News and Opinion from Sisters, Oregon
The Nitty Gritty Dirt Band “kept on the sunny side” in Saturday night’s Starry Nights concert, offering a warm performance that became a celebration of family andfriendship.
The band, soon to mark its 40th anniversary, welcomed second-generation performers Jamie Hanna and Jonathan McEuen as their opening act. Hanna and McEuen are a rising duo and they showed the Sisters crowd the reason Nashville considers them one of the most promising new acts in guitar town.
Their fathers, Dirt Band founders Jeff Hanna and John McEuen, introduced them after a short, comic set by the elder and younger McEuen.
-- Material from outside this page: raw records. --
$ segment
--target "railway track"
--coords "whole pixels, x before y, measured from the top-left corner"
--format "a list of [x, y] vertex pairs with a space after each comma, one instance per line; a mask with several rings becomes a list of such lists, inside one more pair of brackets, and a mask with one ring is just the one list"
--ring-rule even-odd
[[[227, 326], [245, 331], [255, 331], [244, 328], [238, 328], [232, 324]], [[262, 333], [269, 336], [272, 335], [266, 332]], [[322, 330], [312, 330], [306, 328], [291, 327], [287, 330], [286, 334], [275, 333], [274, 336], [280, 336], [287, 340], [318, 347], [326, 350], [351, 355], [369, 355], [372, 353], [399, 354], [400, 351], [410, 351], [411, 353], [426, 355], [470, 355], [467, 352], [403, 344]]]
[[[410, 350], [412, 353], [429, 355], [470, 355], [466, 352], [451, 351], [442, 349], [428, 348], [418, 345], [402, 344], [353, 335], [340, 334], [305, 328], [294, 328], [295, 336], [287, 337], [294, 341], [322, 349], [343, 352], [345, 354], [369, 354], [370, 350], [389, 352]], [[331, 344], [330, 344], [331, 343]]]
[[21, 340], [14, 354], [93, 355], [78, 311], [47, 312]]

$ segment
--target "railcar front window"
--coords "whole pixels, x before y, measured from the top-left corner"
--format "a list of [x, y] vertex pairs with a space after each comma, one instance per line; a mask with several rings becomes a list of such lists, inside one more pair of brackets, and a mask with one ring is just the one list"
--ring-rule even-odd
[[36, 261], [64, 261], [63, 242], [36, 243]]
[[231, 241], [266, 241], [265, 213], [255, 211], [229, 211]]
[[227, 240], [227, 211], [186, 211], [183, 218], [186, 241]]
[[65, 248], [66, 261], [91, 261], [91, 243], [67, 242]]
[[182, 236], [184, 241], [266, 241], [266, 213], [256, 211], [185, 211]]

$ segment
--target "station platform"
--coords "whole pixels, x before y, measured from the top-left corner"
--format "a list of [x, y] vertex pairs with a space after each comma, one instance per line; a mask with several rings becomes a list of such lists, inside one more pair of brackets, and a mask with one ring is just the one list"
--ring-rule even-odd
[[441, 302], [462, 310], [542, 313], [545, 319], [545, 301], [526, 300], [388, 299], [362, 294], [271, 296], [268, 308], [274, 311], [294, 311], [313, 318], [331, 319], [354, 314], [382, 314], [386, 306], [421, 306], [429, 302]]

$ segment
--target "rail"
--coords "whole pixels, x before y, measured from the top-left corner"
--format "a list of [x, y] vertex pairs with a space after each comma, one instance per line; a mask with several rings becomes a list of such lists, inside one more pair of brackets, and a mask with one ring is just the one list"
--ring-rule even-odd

“We’re not passing the torch, right?” John McEuen quipped to his band-mate. “They’re making their own torch, right?”
The band demonstrated that they can still bear the torch of their own unique blend of country, bluegrass and rock, serving up a set that ranged across the years from their first hits through their chart-topping 1980s run to new material from their recently released “Welcome to Woody Creek.”
The band also lit a torch in some young hands.
Sisters Elementary School students Chelsey Davidson, Shannon Fouts, Jordan Williams, Wyatt Houghman, Emily Christen and Kayti Schlatter performed the A.P. Carter classic “Keep on the Sunny Side of Life,” accompanied by the Nitty Gritty Dirt Band with Amity Calvin on fiddle.
Jeff Hanna joked that they now call Calvin — a stand-out violinist — “Jammity.”
Elementary school teacher Debbie Schlatter directed the students.
The band — Jeff Hanna (guitar, vocals), John McEuen (banjo, fiddle, guitar, mandolin, funny-bone) Jimmy Fadden (drums, harmonica, vocals) and BobCarpenter (keyboards, accordion, vocals) — was joined by songwriters Matraca Berg (Hanna’s wife) and Kim Carnes (who was visiting family in Eugene) and the younger Hanna and McEuen to close the set with “Will the Circle Be Unbroken.”
And they completed that circle with the full Sisters High School auditorium singing along.